Principle:Astronomer Astronomer cosmos Local Operator Execution
| Knowledge Sources | |
|---|---|
| Domains | Data_Engineering, Execution, Orchestration |
| Last Updated | 2026-02-07 00:00 GMT |
Overview
An execution principle for running dbt commands as local subprocesses or in-process dbt runners within the Airflow worker environment.
Description
Local execution mode runs dbt commands directly on the Airflow worker node. This is the simplest and most common execution mode in astronomer-cosmos, and it serves as the default when no explicit ExecutionMode is specified. It supports two invocation strategies controlled by the InvocationMode enum:
- SUBPROCESS -- shells out to the dbt CLI binary (e.g.,
dbt run --select model_name) via the Airflow subprocess hook. This is the traditional approach and works with any dbt version installed on the system PATH. - DBT_RUNNER -- uses dbt's programmatic Python API (
dbtRunner) to invoke dbt commands in-process. This avoids subprocess overhead, enables richer result parsing (including OpenLineage event collection), and is the preferred mode for dbt-core >= 1.5.
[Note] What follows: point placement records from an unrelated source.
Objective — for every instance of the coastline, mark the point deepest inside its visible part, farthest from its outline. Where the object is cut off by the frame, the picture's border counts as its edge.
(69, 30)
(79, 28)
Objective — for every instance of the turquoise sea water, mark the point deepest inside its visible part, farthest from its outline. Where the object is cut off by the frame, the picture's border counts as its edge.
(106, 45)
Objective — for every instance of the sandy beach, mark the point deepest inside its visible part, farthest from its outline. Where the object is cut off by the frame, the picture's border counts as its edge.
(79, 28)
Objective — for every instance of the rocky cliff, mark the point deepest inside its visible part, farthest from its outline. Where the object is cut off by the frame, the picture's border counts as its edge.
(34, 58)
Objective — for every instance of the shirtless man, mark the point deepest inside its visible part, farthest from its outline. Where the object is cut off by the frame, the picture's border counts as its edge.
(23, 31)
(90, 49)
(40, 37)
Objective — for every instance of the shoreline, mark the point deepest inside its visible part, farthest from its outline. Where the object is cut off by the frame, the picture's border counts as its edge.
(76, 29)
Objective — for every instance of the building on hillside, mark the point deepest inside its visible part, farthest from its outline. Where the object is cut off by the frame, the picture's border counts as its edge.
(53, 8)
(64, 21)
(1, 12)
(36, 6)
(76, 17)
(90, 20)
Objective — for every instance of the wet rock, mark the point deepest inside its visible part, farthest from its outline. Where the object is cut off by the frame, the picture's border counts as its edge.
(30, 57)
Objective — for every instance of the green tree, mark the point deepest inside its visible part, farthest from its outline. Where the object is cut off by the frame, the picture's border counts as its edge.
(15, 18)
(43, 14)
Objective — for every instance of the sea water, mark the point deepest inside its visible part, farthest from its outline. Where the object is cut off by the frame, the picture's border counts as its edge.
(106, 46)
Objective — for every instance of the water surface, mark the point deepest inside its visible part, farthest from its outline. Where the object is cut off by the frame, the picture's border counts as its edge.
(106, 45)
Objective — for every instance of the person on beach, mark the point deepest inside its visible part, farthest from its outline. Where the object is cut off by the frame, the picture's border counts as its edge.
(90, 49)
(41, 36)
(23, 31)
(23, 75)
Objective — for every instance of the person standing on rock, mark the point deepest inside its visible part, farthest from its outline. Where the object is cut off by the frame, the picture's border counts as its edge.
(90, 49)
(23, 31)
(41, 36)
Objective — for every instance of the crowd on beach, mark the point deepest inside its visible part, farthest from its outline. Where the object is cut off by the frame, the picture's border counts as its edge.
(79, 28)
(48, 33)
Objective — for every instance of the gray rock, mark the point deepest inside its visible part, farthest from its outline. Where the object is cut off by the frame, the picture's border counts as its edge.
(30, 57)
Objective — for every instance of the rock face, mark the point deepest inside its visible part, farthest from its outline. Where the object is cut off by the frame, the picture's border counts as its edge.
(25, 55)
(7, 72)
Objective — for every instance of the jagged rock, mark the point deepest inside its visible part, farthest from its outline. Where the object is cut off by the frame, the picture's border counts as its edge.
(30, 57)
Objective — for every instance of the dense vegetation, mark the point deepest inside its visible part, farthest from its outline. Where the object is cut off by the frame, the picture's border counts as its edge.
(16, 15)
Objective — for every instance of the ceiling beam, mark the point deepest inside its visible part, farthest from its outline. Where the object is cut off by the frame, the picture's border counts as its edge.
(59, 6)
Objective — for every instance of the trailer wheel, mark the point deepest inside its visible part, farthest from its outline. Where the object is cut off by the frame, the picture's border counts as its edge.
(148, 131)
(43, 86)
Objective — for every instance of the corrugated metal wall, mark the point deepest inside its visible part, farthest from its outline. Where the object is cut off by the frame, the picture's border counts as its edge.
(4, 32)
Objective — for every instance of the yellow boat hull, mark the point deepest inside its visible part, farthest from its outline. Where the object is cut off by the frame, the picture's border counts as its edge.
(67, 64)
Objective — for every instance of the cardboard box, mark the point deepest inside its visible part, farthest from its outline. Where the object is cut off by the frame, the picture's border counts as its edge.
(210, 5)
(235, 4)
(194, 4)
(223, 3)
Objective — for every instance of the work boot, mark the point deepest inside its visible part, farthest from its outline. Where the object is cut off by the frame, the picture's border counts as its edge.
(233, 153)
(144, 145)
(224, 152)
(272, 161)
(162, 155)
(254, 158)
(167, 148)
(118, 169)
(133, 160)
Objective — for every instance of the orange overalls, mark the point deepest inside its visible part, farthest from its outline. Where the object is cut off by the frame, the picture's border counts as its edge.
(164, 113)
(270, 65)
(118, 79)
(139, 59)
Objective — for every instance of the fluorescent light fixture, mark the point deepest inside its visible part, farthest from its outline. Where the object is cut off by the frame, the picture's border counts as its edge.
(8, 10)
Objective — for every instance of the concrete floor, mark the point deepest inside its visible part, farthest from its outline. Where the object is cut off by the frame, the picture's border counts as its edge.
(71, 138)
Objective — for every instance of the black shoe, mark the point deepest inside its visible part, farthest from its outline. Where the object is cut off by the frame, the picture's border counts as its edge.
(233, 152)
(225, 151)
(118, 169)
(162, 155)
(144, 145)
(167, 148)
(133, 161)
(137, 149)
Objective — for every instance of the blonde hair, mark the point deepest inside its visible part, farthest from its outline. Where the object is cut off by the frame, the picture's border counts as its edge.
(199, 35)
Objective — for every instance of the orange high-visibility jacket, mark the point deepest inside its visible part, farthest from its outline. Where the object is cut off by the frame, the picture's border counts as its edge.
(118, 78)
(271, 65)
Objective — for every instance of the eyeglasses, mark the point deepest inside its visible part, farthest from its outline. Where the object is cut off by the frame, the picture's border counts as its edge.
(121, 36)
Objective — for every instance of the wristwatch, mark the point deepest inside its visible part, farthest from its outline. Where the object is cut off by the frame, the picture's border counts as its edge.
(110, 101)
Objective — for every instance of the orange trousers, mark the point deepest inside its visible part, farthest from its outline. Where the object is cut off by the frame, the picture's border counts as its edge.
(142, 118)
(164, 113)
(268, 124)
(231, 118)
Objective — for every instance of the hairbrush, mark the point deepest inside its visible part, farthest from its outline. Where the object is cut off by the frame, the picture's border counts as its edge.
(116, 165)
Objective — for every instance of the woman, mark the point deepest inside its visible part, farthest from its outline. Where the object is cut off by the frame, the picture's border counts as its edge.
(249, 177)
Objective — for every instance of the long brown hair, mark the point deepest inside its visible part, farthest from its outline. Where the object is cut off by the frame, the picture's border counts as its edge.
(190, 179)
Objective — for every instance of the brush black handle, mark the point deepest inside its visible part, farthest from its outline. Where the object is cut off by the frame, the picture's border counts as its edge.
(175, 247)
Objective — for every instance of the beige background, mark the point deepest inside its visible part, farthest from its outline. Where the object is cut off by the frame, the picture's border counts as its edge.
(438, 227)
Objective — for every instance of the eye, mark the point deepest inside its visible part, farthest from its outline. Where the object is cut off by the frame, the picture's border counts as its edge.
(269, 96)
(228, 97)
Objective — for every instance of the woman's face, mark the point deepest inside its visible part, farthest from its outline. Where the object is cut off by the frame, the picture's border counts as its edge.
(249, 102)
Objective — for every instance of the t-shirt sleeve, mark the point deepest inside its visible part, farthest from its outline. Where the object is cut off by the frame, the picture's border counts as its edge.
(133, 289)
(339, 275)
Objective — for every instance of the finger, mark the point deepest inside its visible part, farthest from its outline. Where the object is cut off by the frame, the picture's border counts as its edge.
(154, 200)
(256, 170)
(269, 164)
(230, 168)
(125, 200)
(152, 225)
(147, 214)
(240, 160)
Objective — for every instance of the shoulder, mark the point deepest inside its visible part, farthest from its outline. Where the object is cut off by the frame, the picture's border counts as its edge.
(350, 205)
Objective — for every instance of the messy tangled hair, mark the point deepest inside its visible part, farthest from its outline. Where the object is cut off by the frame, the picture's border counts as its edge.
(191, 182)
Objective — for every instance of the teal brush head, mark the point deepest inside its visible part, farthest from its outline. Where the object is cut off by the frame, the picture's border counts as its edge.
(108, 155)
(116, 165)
The fundamental trade-off is simplicity vs. isolation. Local mode requires dbt and all its adapter dependencies (e.g., dbt-postgres, dbt-snowflake) to be installed directly in the Airflow worker environment. This means dbt dependency versions must be compatible with the Airflow installation. For scenarios where isolation is required, other execution modes (Kubernetes, Docker, VirtualEnv) should be considered.
Usage
Use local execution mode for:
- Development and testing -- simplest setup, no additional infrastructure needed
- Simple deployments -- when Airflow workers have direct access to the data warehouse
- Environments where dbt is installed alongside Airflow -- common in Astro Runtime and custom Docker images
- Low-latency requirements -- avoids pod startup or container creation overhead
Local execution mode is configured via ExecutionConfig:
from cosmos import ExecutionConfig, ExecutionMode, InvocationMode
execution_config = ExecutionConfig(
execution_mode=ExecutionMode.LOCAL,
invocation_mode=InvocationMode.DBT_RUNNER, # or InvocationMode.SUBPROCESS
)
Theoretical Basis
Each dbt node in the Airflow DAG is executed as an individual dbt command. For example, a model named stg_customers triggers:
dbt run --select stg_customers --project-dir /tmp/cosmos_project --profiles-dir /tmp/cosmos_profiles
The operator manages several concerns for each invocation:
- Temporary profile generation -- a
profiles.ymlis dynamically generated from the Airflow connection (via ProfileConfig) and written to a temporary directory - Environment variable injection -- Airflow variables, connection secrets, and user-specified env vars are merged into the dbt process environment
- Working directory setup -- the dbt project is cloned to a temporary directory to avoid filesystem conflicts between concurrent tasks
- Partial parse caching -- the
partial_parse.msgpackfile is cached and restored between runs to speed up dbt parsing - Dependency installation -- when
install_deps=True,dbt depsis run before the main command - Result parsing -- dbt output is parsed for success/failure status, compiled SQL is extracted, and OpenLineage events are collected (DBT_RUNNER mode only)
This per-node execution model aligns with Airflow's task-level retry, logging, and observability semantics -- each dbt model gets its own task instance with independent success/failure tracking.